Incidents such as this and the 1989 massacre at Tian An Men should show the limits of peaceful protest. Those might get you the moral high ground, but those tactics lose their usefulness when used against a regime or organization that:

1. Has a lot of weaponry; and

2. Is very happy to use it.

This is why suggestions to "talk" with Iran and Syria, Venezuela and China are quite useless. If they can get whatthey want by force, they will do so.

Quite often throughout history, "peace" and "change" is not a cafeteria selection, but a choice. You need to understand the possibility that you might only be able to have one, but not the other.

To the people of Burma, and to quote Jigsaw, "Make your choice." The free world is behind you. But the free world cannot do anything about the junta ruling Burma absent armed intervention.

UPDATE: Rand Simberg agrees with me.

We can't necessarily remove every dictatorial regime on the planet, but there were many reasons to remove the one in Iraq.
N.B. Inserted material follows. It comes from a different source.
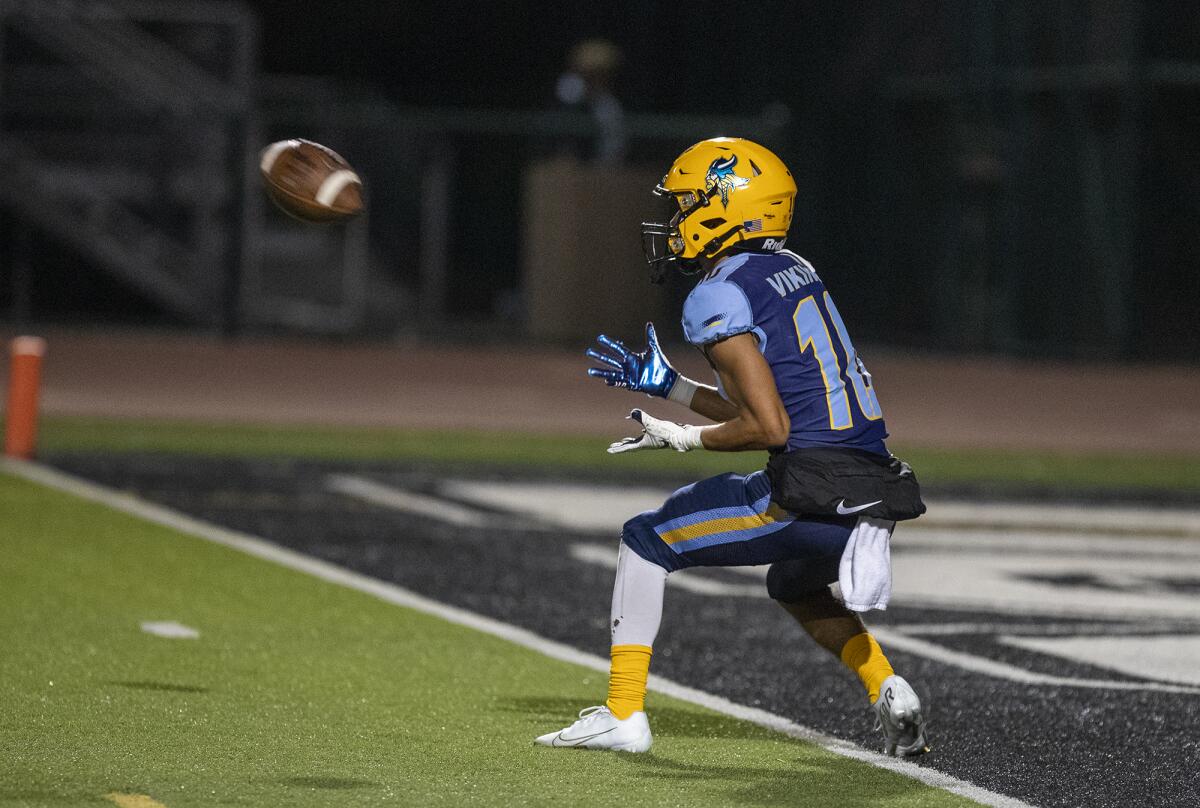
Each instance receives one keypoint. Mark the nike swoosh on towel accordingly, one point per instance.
(845, 512)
Critics of that decision often claim that it was up to the Iraqi people to stand up to Saddam and remove him if that's what they wanted. Some of them (particularly the pacifists among them) even cite Mahatma Gandhi as an example, and advocate the use of non-violent resistance techniques.

What they ignore in doing so is that Gandhi faced an almost unique situation--imperialists who were not monsters, and were unwilling to put down the rebellion with the brutality necessary to do so. To think that Gandhi's tactics would have been effective against a Hitler, or a Stalin, or a Saddam, is foolish.